Shocked MP demands a rethink of the way government awards its security contracts. Special report by Antony Barnett, Solomon Hughes and Jason BurkeThe Observer
Mercenaries accused of planning a coup in an oil-rich African state also worked under contract for the British government providing security in Iraq, raising fears about the way highly sensitive security work is awarded, The Observer has learnt.
The Department for International Development (DfID) signed a £250,000 deal last summer with the South-African based Meteoric Tactical Solutions (MTS) to provide 'close protection' for department staff, including bodyguards and drivers for its senior official in Iraq.

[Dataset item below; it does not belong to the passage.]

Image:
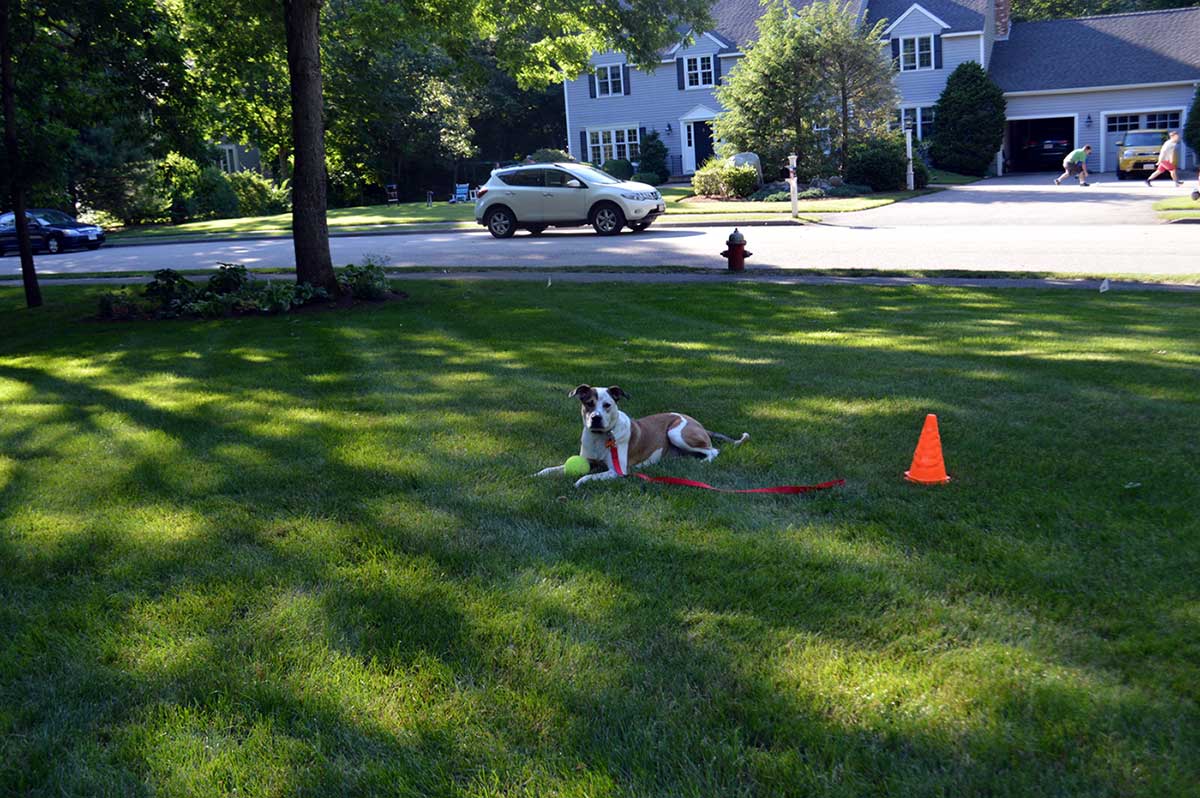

Two of the firm's owners were arrested in Zimbabwe last March with infamous British mercenary and former SAS officer Simon Mann. The men are accused of plotting an armed coup in Equatorial Guinea.
MTS is based in Pretoria and run by former members of South African special forces. Its owners are Lourens 'Hecky' Horn, Hermanus Carlse and Festus van Rooyen. Horn, the firm's Iraq contact when the contract with Britain was signed, is now in Chikurubi prison in Zimbabwe with Carlse.
The pair appeared in court on 23 March accused of forming an advance party for the coup with Mann. It is alleged they arrived in the Zimbabwe to buy weapons for a coup plot in Equatorial Guinea. The trio tried to purchase 61 AK-47 rifles, 45,000 rounds of ammunition, 1,000 rounds of anti-tank ammunition and 160 grenades.
The weapons were allegedly to be used by 70 mercenaries planning an assault in Malabo, capital of Equatorial Guinea, to kidnap or kill President Obiang. But the arrested men claim they were just hired to guard diamond mines in the Congo.
Opposition MPs have been shocked by the scale of the Government's use of private security firms to guard British civil servants in Iraq.
The British-owned company Armor Group has an £876,000 contract to supply 20 guards for the Foreign Office. This will rise by 50 per cent in July. The firm employs about 500 Gurkhas to guard executives of US firms Bechtel and Kellogg Brown & Root.
The largest UK security firm in Iraq, Global Risk Strategies, is helping the Iraqi administration to draft new regulations. Its 1,000 staff there will rise to 1,200.
Sir Menzies Campbell, the Liberal Democrat foreign affairs spokesman, called on the government to review the way it awards security contracts. 'The disclosure [about Meteoric] raises serious questions as to what checks were carried out by the department before it hired them,' he said.